Curiosamente, o que conduz o andamento do longa-metragem é justamente a localização de um casal pequeno-burguês intelectualizado em meio às destruições das instituições sociais ao seu redor. E assim o filme se dá desde o começo: em uma narração metalinguística que remete a outras obras anteriores (como O Desprezo), coloca-se em cheque o elemento básico para a construção da narrativa fílmica. É necessário Ele (Yves Montand), é necessário Ela (Jane Fonda), é necessário ambos em meio a um cenário, em meio a uma localidade. Entretanto, evidenciar os aparatos técnicos circundantes da obra desde o início soa como uma linha fora da curva, no sentido de que desde os primeiros momentos o caráter de processo é imprimido na obra fílmica. O objeto que está sendo fabricado, em suma, está inserido em um processo produtivo, em uma indústria. Ou seja, desde o início, há uma certeza de que o aparato da ficcionalidade é potencializado pela capacidade de reverberar em seu próprio interior a discussão técnica que circunda sua feitura. Remetendo a Walter Benjamin, há instantaneamente uma consciência do cinema como uma arte tecnicizante, abstraída de aura. Essa, talvez, seja a primeira instituição a se desmontar.
E o movimento percorre o resto da obra. O casal pequeno-burguês se vê preso em uma greve onde os trabalhadores se radicalizaram e prenderam o patrão, ignorando o próprio sindicato. Em seguida, a esfera privada vem à tona na própria desmistificação daquela interioridade pessoal. Seus conflitos morais e relativos à convivência são evidenciados para demonstrar o questionamento de suas próprias posições como intelectuais em meio àquele momento histórico de rompimento de acúmulos. Ele se questiona abertamente, em dado momento, sobre sua posição, seu papel. E a narração de sua própria história apenas explicita o caráter falso que é atribuído a seu ser em meio aos ecos do momento. Por último, conflitos privados passados à esfera pública, a tensão eclode nas ruas e nos espaços de comércio. E novamente Godard e Gorin trazem para dentro da tela o travelling para tentar concatenar toda a realidade numa dimensão totalizante, numa apreensão ciente dos fatos.
É nessa dinâmica de contradições que o aspecto militante se expõe através da completa desordem caoticamente organizada.
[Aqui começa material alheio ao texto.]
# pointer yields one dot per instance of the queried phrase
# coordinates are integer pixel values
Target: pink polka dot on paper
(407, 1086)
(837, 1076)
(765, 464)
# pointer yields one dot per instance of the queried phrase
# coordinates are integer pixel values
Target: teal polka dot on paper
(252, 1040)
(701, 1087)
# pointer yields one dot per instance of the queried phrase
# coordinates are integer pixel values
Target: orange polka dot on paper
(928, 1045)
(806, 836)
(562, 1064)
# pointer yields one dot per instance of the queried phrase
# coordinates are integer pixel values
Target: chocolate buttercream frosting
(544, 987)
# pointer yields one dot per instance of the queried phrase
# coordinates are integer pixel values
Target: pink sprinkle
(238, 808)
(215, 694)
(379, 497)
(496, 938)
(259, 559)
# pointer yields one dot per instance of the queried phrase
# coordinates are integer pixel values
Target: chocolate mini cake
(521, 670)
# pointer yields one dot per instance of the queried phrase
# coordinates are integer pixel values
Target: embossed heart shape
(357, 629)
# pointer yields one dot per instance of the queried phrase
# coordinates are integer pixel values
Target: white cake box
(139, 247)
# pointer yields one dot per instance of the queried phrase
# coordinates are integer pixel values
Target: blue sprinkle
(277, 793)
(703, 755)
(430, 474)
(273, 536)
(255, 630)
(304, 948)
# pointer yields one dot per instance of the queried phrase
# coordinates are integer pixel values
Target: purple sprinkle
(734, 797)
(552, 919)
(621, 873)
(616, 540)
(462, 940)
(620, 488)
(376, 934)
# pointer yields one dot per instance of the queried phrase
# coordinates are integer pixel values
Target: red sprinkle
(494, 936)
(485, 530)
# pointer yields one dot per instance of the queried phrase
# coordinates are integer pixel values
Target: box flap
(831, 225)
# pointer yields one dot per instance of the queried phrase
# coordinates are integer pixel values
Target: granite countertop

Desde a montagem daquela greve, com uma nova perspectiva de organização social no horizonte, até a bagunça explosiva que toma o ambiente do comércio privado do supermercado, tudo que existe em tela passa pela rigorosa mise-en-scène analítica dos diretores, em função de procurar constantemente montar e desmontar pontos de vista. Assim, não é de se surpreender que o espaço para o próprio outro narrativo seja concedido. Ouvimos o diretor da fábrica, ouvimos o representante do sindicato, ouvimos os intelectuais pequeno-burgueses e, majoritariamente, os trabalhadores. Todas essas outridades se digladiam em meio às movimentações dialéticas que imperam internamente no discurso da obra. À parte, o olho do cineasta habita supremo a perspectiva da captura, da ordenação e desorganização. Uma tentativa composta de várias tentativas.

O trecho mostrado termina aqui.